The intended message was probably not received by the end-use traffickers; however, they interpret the destruction events as signalling increased ivory scarcity, which means higher prices for them and a motivation to continue buying poached tusks.
Those advocating for ivory destruction have no skin in the game; they are playing with other people's resources.
If they want to destroy ivory, let them pay for it.
I believe the ulterior motive in promoting stockpile destruction is to lower the likelihood of legal trade by reducing potential supply.
Those organizations that promote ivory stockpile destruction and assist in organizing it should pay governments the market value for the ivory.
They would then realize its value. The proceeds could be used to fund community conservation and development initiatives in elephant habitats.
I believe that the prohibitionist ivory-trade policy has led to the elephant-poaching crisis and the deaths of hundreds of thousands of elephants since 1990, when the CITES ivory trade ban came into effect in most countries.
It could have been avoided with a legal system for the supply of raw ivory to China.

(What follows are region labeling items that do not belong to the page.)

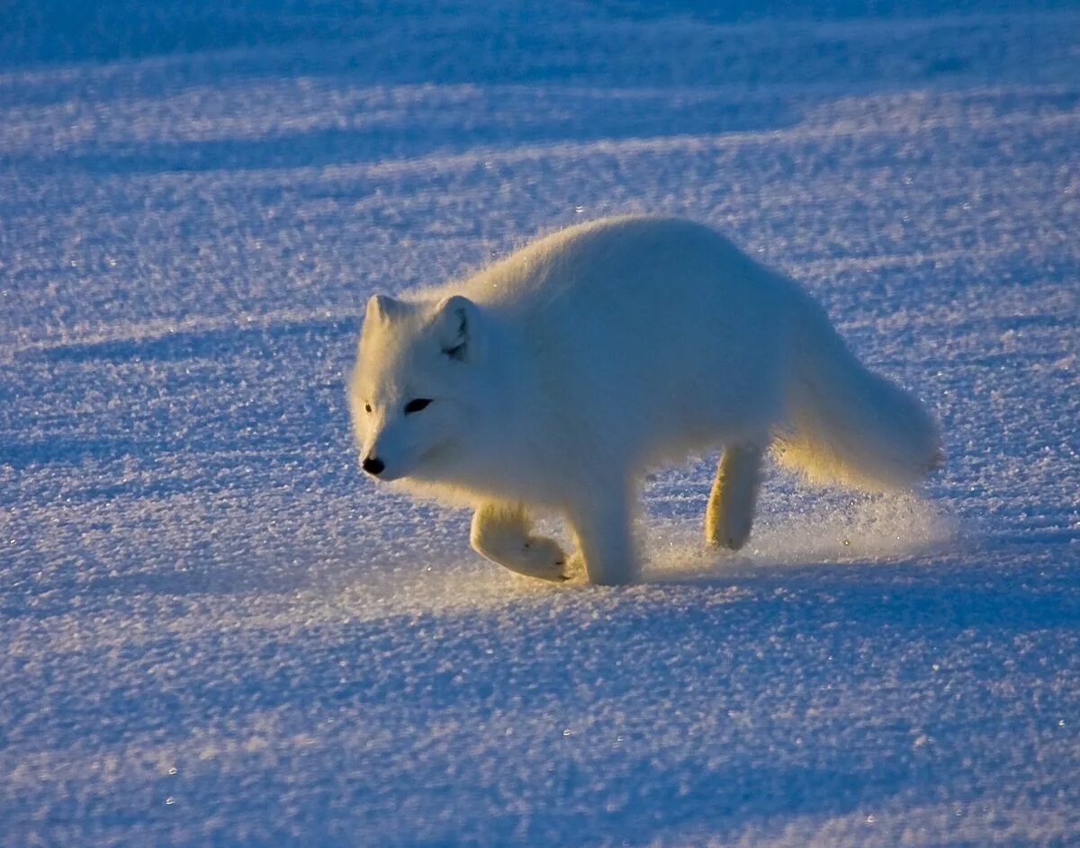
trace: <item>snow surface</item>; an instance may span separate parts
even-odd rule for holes
[[[0,844],[1080,845],[1080,8],[85,5],[0,12]],[[804,281],[926,497],[710,558],[705,457],[600,590],[362,479],[368,295],[626,210]]]

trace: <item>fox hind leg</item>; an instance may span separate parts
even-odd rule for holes
[[[716,468],[705,510],[705,541],[714,548],[739,550],[754,523],[765,450],[756,444],[732,444]]]
[[[491,501],[473,512],[473,550],[503,567],[542,580],[566,579],[566,553],[553,538],[534,536],[525,507]]]

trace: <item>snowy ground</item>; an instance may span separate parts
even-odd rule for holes
[[[9,5],[0,844],[1080,844],[1080,9]],[[926,498],[710,559],[691,463],[598,590],[361,479],[373,290],[632,209],[924,397]]]

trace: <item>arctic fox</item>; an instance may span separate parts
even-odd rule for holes
[[[473,507],[477,552],[550,580],[568,557],[530,515],[568,520],[592,583],[631,583],[636,483],[692,452],[724,449],[705,537],[733,549],[770,447],[812,480],[875,491],[941,456],[919,402],[793,281],[672,218],[583,223],[463,282],[376,295],[349,400],[365,471]]]

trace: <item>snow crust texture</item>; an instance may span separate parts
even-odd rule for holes
[[[0,845],[1080,844],[1080,8],[62,5],[0,25]],[[919,394],[924,496],[772,469],[715,558],[701,457],[553,589],[362,479],[373,291],[635,210]]]

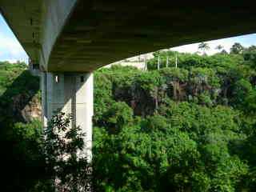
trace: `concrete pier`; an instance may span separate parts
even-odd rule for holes
[[[71,114],[71,126],[80,126],[85,137],[85,150],[88,161],[92,158],[93,74],[90,73],[42,73],[42,98],[43,126],[58,109]]]

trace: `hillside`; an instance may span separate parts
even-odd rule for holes
[[[254,191],[256,48],[235,48],[95,71],[95,191]],[[40,114],[38,78],[21,63],[0,63],[0,74],[6,191],[48,191],[42,130],[28,118]]]

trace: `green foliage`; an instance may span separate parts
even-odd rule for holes
[[[239,45],[232,47],[231,54],[211,56],[158,51],[149,61],[148,71],[120,66],[96,71],[94,190],[254,191],[254,46]],[[0,78],[4,77],[0,90],[4,100],[13,103],[11,98],[21,91],[31,94],[22,90],[30,76],[23,73],[24,66],[7,66],[0,65]],[[22,76],[15,81],[18,75]],[[35,90],[33,85],[38,82],[30,79],[34,82],[29,89]],[[54,178],[61,178],[59,186],[66,187],[73,178],[86,177],[81,175],[86,162],[74,152],[82,150],[83,135],[78,128],[67,129],[69,118],[59,114],[53,119],[46,142],[47,166],[40,161],[45,156],[38,122],[7,121],[6,116],[1,119],[5,126],[1,139],[6,140],[2,150],[9,154],[5,162],[17,164],[22,159],[14,166],[19,174],[6,174],[9,183],[14,183],[6,191],[50,191]],[[9,143],[11,147],[5,149]],[[65,161],[60,158],[64,154],[69,154]],[[23,166],[28,170],[25,176]],[[42,169],[33,172],[31,167]],[[46,172],[44,167],[48,167]],[[34,179],[27,179],[28,175]],[[26,187],[17,187],[20,183]]]
[[[81,128],[71,126],[71,117],[57,111],[45,131],[44,149],[48,178],[58,191],[86,191],[89,164]]]

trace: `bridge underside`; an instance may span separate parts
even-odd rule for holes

It may be too late to begin one, unless China reopens its domestic ivory market.
An ivory trade system should be designed to provide long-term, regular supplies from accredited suppliers to accredited buyers.
A 'one-off' sale of the type that CITES authorized previously is NOT recommended.
That is not trade in the usual sense of the term; it is akin to Ford Motor Company selling a lot of 100,000 cars every ten years, but none in between.
The two previous sales created confusion, market instability and an opportunity for wildlife anti-use organizations to manufacture propaganda.
A long-term ivory trade system involving both the producers and buyers has never been tried.
It is way past time to get serious about conserving elephants by satisfying all stakeholders and removing incentives to poach.
The only losers would be the organizations and individuals who receive donations from supporters to stop the "poaching crisis".